Musique : Sopico, le rappeur qui tombe à pic

Sopico, à Paris, en juin 2021.

Pour sortir du lot, les artistes sont prêts, aujourd’hui, à prendre tous les risques. Sopico, qui a publié son premier album, Nuages, le 15 octobre, n’avait pourtant pas besoin de se mettre la tête dans le vide à 120 mètres de hauteur pour se faire remarquer, tant son rap mêlé de guitare est remarquable.

Il l’a pourtant fait pour le tournage du clip vidéo de Slide, le titre où il prétend d’ailleurs incarner la fusion entre Nirvana et le Wu-Tang. Attaché par un simple câble, il descend debout et à l’horizontale, guitare à la main, la façade de la tour Pleyel à Saint-Denis (Seine-Saint-Denis).
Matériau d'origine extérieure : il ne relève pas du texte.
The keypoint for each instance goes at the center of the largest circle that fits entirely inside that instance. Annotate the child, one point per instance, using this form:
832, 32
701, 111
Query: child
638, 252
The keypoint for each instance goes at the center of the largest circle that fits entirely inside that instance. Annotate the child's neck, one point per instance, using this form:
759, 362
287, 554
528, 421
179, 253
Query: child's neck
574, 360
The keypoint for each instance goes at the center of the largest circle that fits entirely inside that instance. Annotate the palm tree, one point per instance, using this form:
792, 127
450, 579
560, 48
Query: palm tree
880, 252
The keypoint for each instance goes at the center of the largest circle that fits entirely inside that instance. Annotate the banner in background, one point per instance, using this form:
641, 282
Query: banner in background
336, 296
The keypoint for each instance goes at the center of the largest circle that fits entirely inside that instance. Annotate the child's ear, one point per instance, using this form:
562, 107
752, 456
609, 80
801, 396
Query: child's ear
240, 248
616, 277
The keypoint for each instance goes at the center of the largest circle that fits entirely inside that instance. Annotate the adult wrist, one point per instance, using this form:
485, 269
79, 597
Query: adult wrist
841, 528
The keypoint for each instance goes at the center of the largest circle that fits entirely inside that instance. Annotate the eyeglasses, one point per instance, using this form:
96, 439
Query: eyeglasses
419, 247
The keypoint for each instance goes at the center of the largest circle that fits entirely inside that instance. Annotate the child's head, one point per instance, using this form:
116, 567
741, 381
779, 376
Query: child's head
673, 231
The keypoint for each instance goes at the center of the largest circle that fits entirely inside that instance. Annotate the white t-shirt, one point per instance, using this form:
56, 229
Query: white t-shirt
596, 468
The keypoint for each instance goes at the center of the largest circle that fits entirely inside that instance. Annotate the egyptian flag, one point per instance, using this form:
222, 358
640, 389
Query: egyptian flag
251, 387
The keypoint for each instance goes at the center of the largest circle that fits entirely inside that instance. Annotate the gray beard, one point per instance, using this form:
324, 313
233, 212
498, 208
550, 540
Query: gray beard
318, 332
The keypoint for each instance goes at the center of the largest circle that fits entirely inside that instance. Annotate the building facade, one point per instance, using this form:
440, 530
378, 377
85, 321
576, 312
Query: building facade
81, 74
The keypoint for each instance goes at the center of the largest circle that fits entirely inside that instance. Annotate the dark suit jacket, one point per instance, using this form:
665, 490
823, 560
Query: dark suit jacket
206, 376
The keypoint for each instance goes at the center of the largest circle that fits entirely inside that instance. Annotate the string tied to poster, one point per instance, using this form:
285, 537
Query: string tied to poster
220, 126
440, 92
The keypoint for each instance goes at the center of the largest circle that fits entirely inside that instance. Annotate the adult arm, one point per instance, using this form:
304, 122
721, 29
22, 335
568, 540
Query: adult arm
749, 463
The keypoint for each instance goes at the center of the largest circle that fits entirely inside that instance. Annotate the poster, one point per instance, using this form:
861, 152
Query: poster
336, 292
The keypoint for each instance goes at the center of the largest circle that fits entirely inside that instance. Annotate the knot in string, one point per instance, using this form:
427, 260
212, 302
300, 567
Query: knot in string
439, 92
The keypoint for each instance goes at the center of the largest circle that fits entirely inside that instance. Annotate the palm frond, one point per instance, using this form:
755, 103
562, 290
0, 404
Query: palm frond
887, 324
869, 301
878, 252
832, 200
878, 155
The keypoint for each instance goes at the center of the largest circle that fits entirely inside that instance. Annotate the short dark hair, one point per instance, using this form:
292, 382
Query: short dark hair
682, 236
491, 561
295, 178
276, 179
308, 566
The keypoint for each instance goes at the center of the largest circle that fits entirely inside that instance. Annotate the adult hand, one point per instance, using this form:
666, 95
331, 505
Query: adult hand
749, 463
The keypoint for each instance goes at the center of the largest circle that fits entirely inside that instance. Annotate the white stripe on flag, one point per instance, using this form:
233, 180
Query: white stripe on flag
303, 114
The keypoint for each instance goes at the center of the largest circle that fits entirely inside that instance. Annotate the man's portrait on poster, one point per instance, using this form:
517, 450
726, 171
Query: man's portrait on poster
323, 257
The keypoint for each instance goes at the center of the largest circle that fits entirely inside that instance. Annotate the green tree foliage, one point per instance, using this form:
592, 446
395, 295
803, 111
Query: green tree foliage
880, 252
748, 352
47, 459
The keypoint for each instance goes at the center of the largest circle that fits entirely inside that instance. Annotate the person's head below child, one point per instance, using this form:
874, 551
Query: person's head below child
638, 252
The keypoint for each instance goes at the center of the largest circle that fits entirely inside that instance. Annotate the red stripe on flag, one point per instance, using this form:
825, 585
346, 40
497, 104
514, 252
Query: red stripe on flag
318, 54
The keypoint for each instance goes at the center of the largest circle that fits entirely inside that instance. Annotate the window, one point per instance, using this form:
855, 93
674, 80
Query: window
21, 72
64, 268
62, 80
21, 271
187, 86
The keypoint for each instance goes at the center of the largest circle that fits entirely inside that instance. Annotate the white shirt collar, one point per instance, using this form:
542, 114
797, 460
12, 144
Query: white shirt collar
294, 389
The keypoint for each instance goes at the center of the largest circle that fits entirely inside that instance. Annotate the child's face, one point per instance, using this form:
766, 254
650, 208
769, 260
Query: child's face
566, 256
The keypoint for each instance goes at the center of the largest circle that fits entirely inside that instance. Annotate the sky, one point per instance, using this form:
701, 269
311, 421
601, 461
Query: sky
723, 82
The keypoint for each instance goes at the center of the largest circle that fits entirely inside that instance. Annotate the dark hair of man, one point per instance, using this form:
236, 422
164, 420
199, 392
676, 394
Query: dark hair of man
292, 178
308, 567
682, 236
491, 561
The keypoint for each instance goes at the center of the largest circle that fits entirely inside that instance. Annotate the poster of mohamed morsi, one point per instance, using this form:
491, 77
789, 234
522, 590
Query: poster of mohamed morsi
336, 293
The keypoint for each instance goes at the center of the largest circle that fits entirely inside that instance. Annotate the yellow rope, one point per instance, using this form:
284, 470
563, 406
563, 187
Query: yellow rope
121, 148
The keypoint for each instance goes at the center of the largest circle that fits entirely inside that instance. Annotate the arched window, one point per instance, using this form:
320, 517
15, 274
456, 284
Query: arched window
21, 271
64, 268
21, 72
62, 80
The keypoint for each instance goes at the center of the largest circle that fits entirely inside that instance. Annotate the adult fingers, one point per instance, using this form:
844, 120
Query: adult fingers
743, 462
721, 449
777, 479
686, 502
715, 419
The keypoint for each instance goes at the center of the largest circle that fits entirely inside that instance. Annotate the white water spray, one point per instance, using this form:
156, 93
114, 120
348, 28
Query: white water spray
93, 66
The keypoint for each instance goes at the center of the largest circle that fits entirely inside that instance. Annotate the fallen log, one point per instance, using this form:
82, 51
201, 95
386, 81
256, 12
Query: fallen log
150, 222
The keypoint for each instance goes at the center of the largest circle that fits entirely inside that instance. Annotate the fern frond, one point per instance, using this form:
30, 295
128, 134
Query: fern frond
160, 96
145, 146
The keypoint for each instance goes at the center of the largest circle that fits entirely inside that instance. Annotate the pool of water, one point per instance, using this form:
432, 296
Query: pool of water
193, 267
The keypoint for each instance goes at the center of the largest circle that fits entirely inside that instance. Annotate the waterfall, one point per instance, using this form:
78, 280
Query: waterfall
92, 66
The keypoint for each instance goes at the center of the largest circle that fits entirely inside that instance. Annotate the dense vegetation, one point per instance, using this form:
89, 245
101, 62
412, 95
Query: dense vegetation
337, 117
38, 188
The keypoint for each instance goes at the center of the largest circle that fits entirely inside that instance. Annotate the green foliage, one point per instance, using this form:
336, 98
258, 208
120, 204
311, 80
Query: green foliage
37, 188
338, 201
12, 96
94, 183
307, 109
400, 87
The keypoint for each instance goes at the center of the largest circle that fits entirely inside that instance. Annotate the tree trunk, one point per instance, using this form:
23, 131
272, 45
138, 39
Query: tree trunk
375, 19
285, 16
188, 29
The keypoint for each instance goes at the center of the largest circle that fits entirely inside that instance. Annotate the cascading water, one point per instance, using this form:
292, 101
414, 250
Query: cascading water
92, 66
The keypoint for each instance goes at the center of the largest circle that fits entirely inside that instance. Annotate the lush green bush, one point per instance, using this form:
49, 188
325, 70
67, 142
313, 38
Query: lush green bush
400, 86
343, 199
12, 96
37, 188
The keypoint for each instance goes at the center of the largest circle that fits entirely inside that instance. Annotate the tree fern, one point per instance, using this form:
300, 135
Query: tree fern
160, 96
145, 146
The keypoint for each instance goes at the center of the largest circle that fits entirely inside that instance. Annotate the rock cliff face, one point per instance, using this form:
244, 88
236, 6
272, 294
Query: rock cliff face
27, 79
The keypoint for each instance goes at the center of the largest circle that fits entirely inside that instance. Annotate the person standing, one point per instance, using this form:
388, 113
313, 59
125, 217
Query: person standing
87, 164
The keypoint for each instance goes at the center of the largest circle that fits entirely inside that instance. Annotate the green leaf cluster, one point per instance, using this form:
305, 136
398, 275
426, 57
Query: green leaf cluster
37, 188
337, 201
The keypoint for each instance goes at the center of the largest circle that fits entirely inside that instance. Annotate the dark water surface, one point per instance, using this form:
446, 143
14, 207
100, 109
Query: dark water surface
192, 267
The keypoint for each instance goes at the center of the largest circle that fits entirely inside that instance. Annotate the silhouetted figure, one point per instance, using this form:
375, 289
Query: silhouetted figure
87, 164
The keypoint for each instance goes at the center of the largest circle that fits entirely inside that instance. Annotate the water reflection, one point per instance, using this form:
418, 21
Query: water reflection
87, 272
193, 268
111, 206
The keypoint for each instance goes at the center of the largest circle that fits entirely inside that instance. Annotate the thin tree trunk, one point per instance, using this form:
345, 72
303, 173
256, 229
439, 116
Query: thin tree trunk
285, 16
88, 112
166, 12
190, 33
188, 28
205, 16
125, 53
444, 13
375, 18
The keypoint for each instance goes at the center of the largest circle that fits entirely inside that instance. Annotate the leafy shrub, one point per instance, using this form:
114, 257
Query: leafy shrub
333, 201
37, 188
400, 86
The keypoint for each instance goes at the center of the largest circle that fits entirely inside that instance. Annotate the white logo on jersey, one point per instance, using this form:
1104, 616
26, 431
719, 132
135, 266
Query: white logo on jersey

Cette dernière, en réhabilitation pour devenir un hôtel de luxe pendant les Jeux olympiques de 2024, est le décor parfait pour son morceau rythmé par un riff métallique.

Ancien étudiant d’une école de cinéma, le rappeur originaire de Stains (Seine-Saint-Denis), a passé son adolescence dans le 18e arrondissement de Paris, où son père, athlète de haut niveau, s’était reconverti dans le social. Avant ce clip, il n’avait jamais pratiqué l’escalade : « J’ai mon BAFA [brevet d’animateur], s’amuse-t-il dans les coulisses d’un concert. J’ai fait une initiation, une fois, en sortie avec des enfants, mais, là, c’est la première fois que je suis aussi haut, la tête dans le vide. Je suis un peu casse-cou. Je voulais faire une performance et quelque chose de vertigineux, mais je ne savais pas où. Et puis on m’a proposé la tour Pleyel. »

Nervosité des textes

Sopico, de son vrai nom Sofiane Sid-Ali, n’est pas facilement impressionnable. Déjà, en 2019, il se retrouve à collaborer à la bande-son de la série diffusée sur Netflix The Eddy, de Damien Chazelle, au côté du compositeur Glen Ballard, coauteur de Michael Jackson, d’Alanis Morissette et du pianiste jazz Randy Kerber : « Les Américains arrivent toujours à l’heure, se rappelle-t-il. Quand ils sont en studio, ils savent quel est leur plan de travail pour la journée, avec des plages de liberté et d’interprétation. J’étais à l’opposé, je me disais plus : “Ne réfléchis pas, livre ce que tu as à livrer, n’aie pas de cadre.” Eux m’ont appris à m’organiser, à me structurer. » Bien leur en a pris, cela faisait plus de trois ans que Sopico travaillait sur son album de « rackeur », comme il dit, entre rap et rock, avec le musicien Yodelice, qui l’avait repéré quelques années plus tôt.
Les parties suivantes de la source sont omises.